Beispiele sind das römische Imperium, das babylonische Großreich, das persische Großreich, das ägyptische Großreich, der Warschauer Pakt, der Dollarsystem als Weltleitwährung, der Kolonialismus und wir sehen dasselbe zur Zeit bei der NATO. Das Ende solcher Megastrukturen ist leider immer mit mehr oder weniger gewaltsamem Zerbrechen, Niedergang und Verwüstungen verbunden.
Wenn wir also Herrn Enrias Aussagen in dem Interview im Handelsblatt lesen:
- In einem Extremszenario mit einer zweiten Welle von Infektionen und Eindämmungsmaßnahmen könnte es laut unseren Berechnungen faule Kredite im Umfang von 1,4 Billionen Euro geben. Das ist mehr als nach der letzten Finanzkrise. Und es ist noch zu früh, um dieses Extremszenario auszuschließen. Das hätte wesentliche Folgen für die Kapitalpositionen der Banken.
- Diese Krise wird zu strukturellen Änderungen führen und unsere Volkswirtschaften transformieren. In bestimmten Branchen wird die Wirtschaftsleistung nicht mehr das Niveau erreichen, das sie vor dem Abschwung hatte.
- Es spricht meiner Einschätzung nach vieles für eine europäische Initiative. Aber auch ein Netzwerk aus nationalen Vermögensverwaltungsgesellschaften kann gut funktionieren.
- Die Restrukturierung (Anm. d. Autors: nach 2008) lag unglücklicherweise allein in der Hand der Mitgliedstaaten. Wenn es in der Folge zu einer Konsolidierung kam, dann nur auf nationaler Ebene. Das war ein Fehler.
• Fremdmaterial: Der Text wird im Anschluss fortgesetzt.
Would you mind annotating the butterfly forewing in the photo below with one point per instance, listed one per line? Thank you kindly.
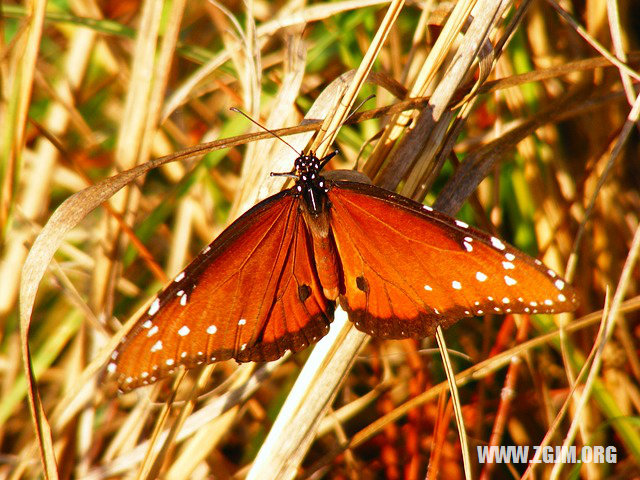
(408, 269)
(251, 295)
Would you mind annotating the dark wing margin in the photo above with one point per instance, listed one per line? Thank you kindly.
(251, 295)
(408, 269)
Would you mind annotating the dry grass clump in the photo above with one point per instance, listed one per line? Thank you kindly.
(519, 118)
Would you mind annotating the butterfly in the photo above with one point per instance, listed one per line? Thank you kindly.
(269, 283)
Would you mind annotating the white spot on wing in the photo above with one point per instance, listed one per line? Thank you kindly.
(497, 243)
(155, 306)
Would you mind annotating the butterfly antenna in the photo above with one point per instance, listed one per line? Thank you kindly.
(353, 112)
(265, 129)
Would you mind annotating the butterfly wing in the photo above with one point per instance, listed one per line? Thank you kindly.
(250, 295)
(408, 269)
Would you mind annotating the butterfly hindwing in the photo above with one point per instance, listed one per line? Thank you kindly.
(408, 269)
(250, 295)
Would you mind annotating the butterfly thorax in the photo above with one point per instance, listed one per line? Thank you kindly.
(310, 184)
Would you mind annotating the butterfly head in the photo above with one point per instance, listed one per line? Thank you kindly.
(310, 184)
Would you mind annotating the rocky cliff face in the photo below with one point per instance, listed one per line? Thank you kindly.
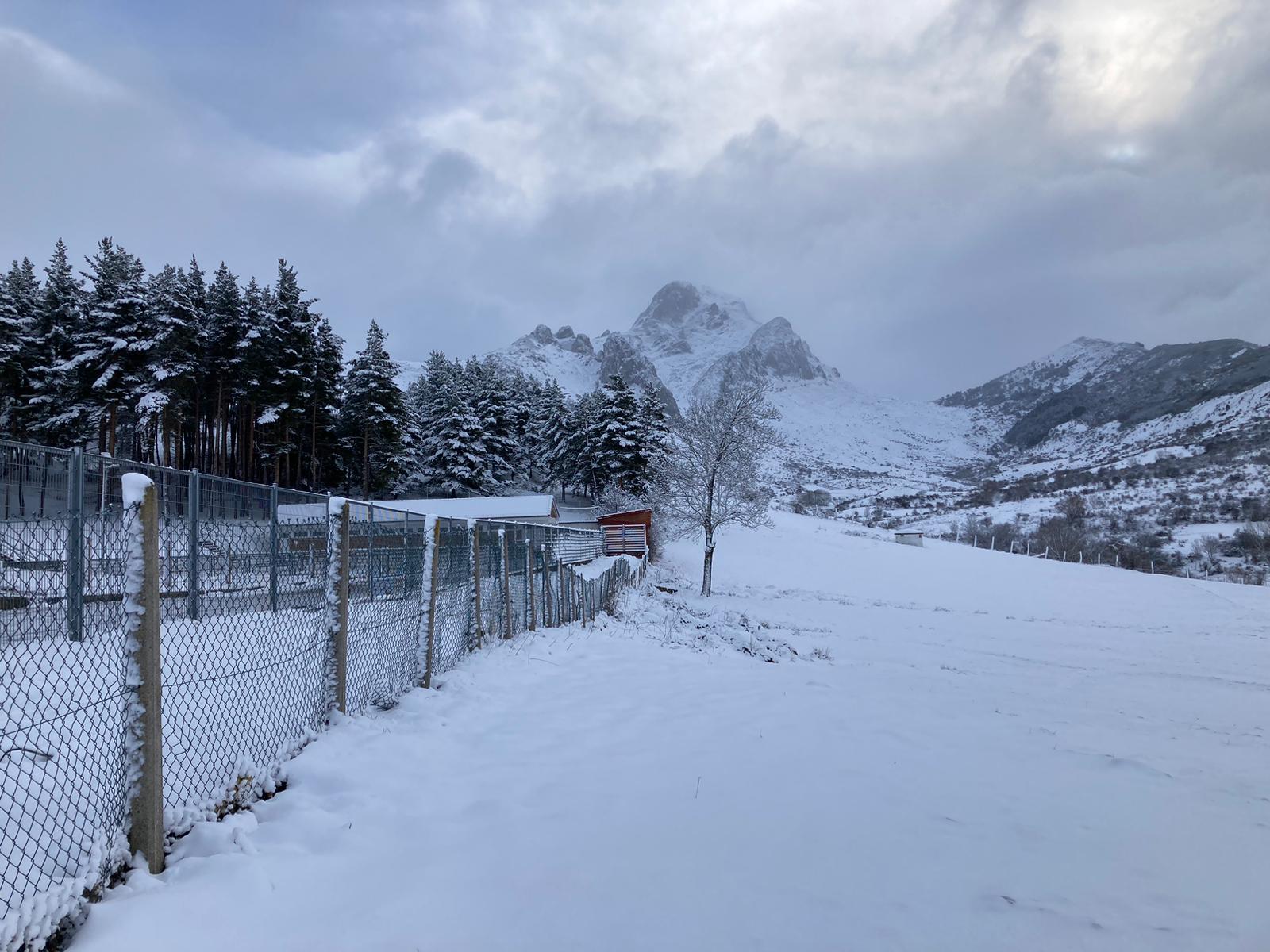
(1099, 382)
(687, 340)
(1090, 404)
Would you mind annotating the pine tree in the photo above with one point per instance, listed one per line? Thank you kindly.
(491, 404)
(328, 397)
(19, 305)
(552, 431)
(375, 416)
(112, 352)
(452, 447)
(422, 412)
(224, 340)
(175, 363)
(198, 428)
(290, 346)
(54, 384)
(618, 444)
(579, 463)
(654, 436)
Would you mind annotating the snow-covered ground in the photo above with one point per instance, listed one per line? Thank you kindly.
(854, 746)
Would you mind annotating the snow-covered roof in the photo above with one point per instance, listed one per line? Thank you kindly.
(478, 507)
(469, 508)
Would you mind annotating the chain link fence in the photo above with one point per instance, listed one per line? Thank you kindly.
(253, 583)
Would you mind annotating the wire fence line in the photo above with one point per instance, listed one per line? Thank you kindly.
(275, 608)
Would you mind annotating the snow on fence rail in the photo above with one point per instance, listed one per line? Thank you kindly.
(275, 608)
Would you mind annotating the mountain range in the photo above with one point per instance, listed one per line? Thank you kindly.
(1185, 418)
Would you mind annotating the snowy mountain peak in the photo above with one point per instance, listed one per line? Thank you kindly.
(774, 351)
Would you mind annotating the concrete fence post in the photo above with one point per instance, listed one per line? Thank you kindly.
(432, 605)
(474, 536)
(507, 584)
(529, 584)
(141, 612)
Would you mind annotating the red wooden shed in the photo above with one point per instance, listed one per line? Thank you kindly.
(626, 533)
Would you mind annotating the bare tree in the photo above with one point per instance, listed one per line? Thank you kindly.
(710, 475)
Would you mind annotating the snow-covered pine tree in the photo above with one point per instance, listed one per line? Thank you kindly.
(19, 305)
(581, 463)
(328, 397)
(112, 351)
(654, 435)
(552, 427)
(54, 386)
(454, 446)
(201, 419)
(168, 409)
(257, 317)
(225, 343)
(291, 344)
(422, 409)
(374, 416)
(491, 404)
(618, 444)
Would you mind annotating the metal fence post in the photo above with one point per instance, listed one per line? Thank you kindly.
(141, 605)
(474, 543)
(192, 520)
(273, 547)
(529, 584)
(370, 549)
(432, 603)
(75, 549)
(548, 608)
(340, 630)
(563, 615)
(507, 584)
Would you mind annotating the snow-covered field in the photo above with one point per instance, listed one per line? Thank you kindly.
(854, 746)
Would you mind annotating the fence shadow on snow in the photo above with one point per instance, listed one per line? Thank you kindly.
(270, 609)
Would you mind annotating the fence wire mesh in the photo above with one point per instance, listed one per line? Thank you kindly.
(245, 603)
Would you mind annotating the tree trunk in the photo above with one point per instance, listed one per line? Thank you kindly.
(313, 450)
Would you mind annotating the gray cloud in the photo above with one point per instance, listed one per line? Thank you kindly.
(930, 194)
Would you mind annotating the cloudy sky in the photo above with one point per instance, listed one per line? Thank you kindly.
(933, 192)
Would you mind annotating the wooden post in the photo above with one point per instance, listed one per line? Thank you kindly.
(475, 545)
(141, 608)
(342, 615)
(432, 603)
(529, 584)
(565, 596)
(507, 585)
(548, 602)
(564, 593)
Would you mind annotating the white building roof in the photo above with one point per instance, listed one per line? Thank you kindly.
(510, 508)
(478, 507)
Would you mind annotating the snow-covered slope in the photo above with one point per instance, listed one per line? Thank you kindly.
(854, 746)
(1089, 406)
(689, 340)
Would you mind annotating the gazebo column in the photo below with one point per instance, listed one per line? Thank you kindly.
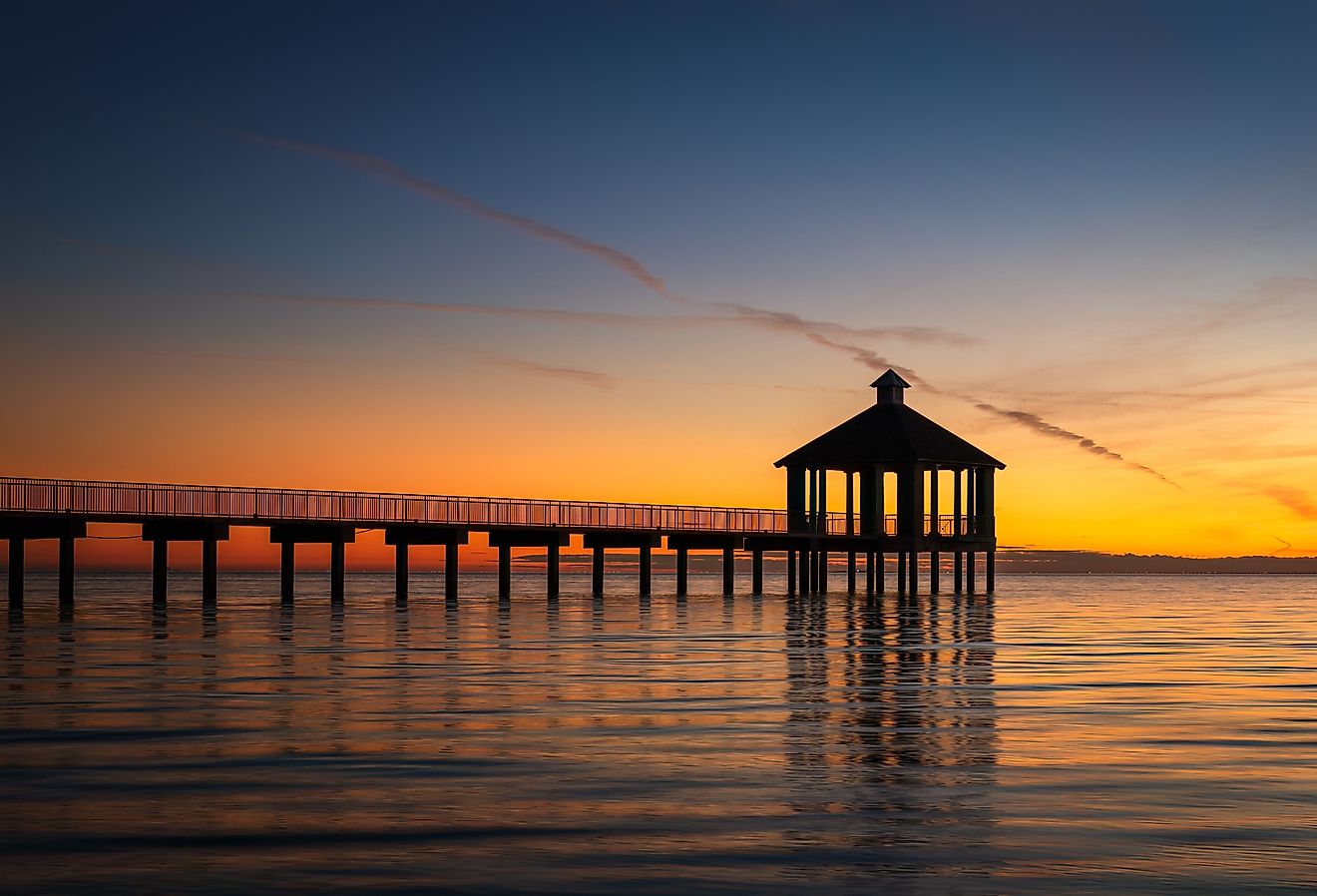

Diesmal sollte eine Restrukturierung europäischen Prinzipien folgen und zu einer stärkeren Integration des europäischen Markts führen.
- Ich würde es begrüßen, wenn irgendwann auch die Diversifikation von Einnahmequellen und Risiken eine Rolle spielten. Das lässt sich dann am ehesten mit grenzüberschreitenden Fusionen erreichen. Das würde Banken stabiler machen.
- Es gibt einige Hürden, die dazu vom Gesetzgeber beseitigt werden müssten. Sie machen es einer paneuropäischen Bank sehr schwer, Kapital und Liquidität ungehindert zu bewegen.
- Ich bin mir bewusst, dass einzelne Länder ohne ein europäisches Einlagensicherungssystem Kapital und Liquidität lieber auf nationaler Ebene belassen, um die heimischen Sparer zu schützen. Deshalb ist ein europäisches Einlagensicherungssystem so wichtig.
- Ein fehlendes Einlagensicherungssystem wäre ein Grund mehr, bei nationalen Fusionen zu bleiben.
- Fortschritte bei der Integration des europäischen Bankensektors können und sollten höchste Priorität haben.
- Wenn man stärkere Banken will, die den europäischen Privathaushalten und Unternehmen besser dienen, muss man aber größer denken.
Damit ist klar, wohin die Reise geht. Die (noch bestehenden) Nationalstaaten sollen in den Einlagentopf einzahlen, was dazu führen wird, dass jeder so wenig und spät wie möglich einzahlen möchte, und als erster laut „Insolvenz!“ schreit, um Gelder aus dem Topf abzuziehen. Was die Lebensdauer des gesamten Systems einschränkt. Den Letzten beißen die Hunde und wir wissen, wer das sein wird: Die Bürger.